Romano was born to an Italian-Jewish family in Benghazi, Libya, one of ten children born to Larnato and Hieria Romano. When he was six years old, Romano and his family made aliyah to British Mandate Palestine (later Israel) in 1946. He was an interior decorator by profession, and had three daughters with his wife, Ilana. He lived in Herzliya. Romano fought in the 1967 Six-Day War.

Romano competed in the middleweight weightlifting division in the 1972 Olympics, but was unable to complete one of his lifts due to a ruptured knee tendon. He was due to fly home to Israel on 6 September 1972, to have an operation on the injured knee.

In the early morning of 5 September 1972, members of Black September broke into the Israeli quarters of the Olympic Village. After seizing the coaches in the first apartment and wounding wrestling coach Moshe Weinberg in the face, the hostage takers forced Weinberg to lead them to other potential hostages in another apartment. There, they seized six wrestlers and weightlifters, including Romano. As the athletes were being led back to the coaches' apartment, Weinberg attacked the hostage takers, which allowed wrestler Gad Tsobari to escape but resulted in Weinberg's death by gunfire. Once inside the apartment, Romano attacked the intruders, slashing Afif Ahmed Hamid in the face with a paring knife and grabbing his AK-47 away from him before being shot. Romano was then tortured by the terrorists before bleeding to death. The terrorists cut off his genitals in front of the other prisoners. Romano's bloodied corpse was left at the feet of his teammates all day. The other nine Israeli athletes were killed during a bungled German rescue attempt later that night.

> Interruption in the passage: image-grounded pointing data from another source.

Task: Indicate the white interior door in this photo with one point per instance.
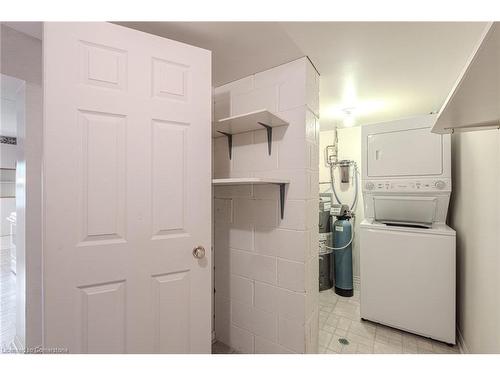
(127, 191)
(410, 152)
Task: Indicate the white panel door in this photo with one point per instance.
(127, 191)
(412, 152)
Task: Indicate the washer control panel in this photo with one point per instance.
(425, 185)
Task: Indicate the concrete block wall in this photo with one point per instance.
(266, 268)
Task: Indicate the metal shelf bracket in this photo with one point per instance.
(282, 199)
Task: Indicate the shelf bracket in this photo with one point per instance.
(282, 199)
(269, 136)
(229, 143)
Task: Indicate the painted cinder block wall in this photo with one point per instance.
(266, 268)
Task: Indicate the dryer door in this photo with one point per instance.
(403, 153)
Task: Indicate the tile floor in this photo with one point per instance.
(339, 318)
(221, 348)
(7, 301)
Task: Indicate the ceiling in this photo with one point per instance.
(370, 71)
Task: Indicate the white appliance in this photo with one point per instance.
(407, 252)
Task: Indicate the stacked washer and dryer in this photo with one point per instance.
(407, 252)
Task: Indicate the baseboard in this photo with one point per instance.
(462, 345)
(356, 282)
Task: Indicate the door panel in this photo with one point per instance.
(127, 191)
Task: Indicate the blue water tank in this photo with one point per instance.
(342, 264)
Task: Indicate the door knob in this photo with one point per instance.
(199, 252)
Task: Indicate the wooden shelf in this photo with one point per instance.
(257, 120)
(256, 181)
(473, 104)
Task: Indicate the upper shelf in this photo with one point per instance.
(248, 181)
(247, 122)
(473, 104)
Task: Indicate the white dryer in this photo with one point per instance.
(407, 252)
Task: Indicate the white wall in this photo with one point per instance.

After the death of her son, Romano's mother died by suicide. Several years later his brother did as well.

Romano was portrayed by actor and producer Sam Feuer in the 2005 film, Munich, which was directed by Steven Spielberg. The film portrays Romano as having an opportunity to escape out a window after the struggle caused by Weinberg, but hesitating when he sees a knife lying on the floor, ultimately choosing to attack the terrorists instead. After viewing the movie, Ilana Romano, Yossef's widow, said "We don't have a problem with it; the opposite, we are glad that people are being reminded of what happened in Munich so it will never happen again".

Ilana Romano fought unsuccessfully for a moment of silence to be held at the 2012 Summer Olympics in memory of the Israeli athletes murdered forty years prior. In 2014, however, the International Olympic Committee agreed to contribute $250,000 towards a memorial to the dead Israeli athletes.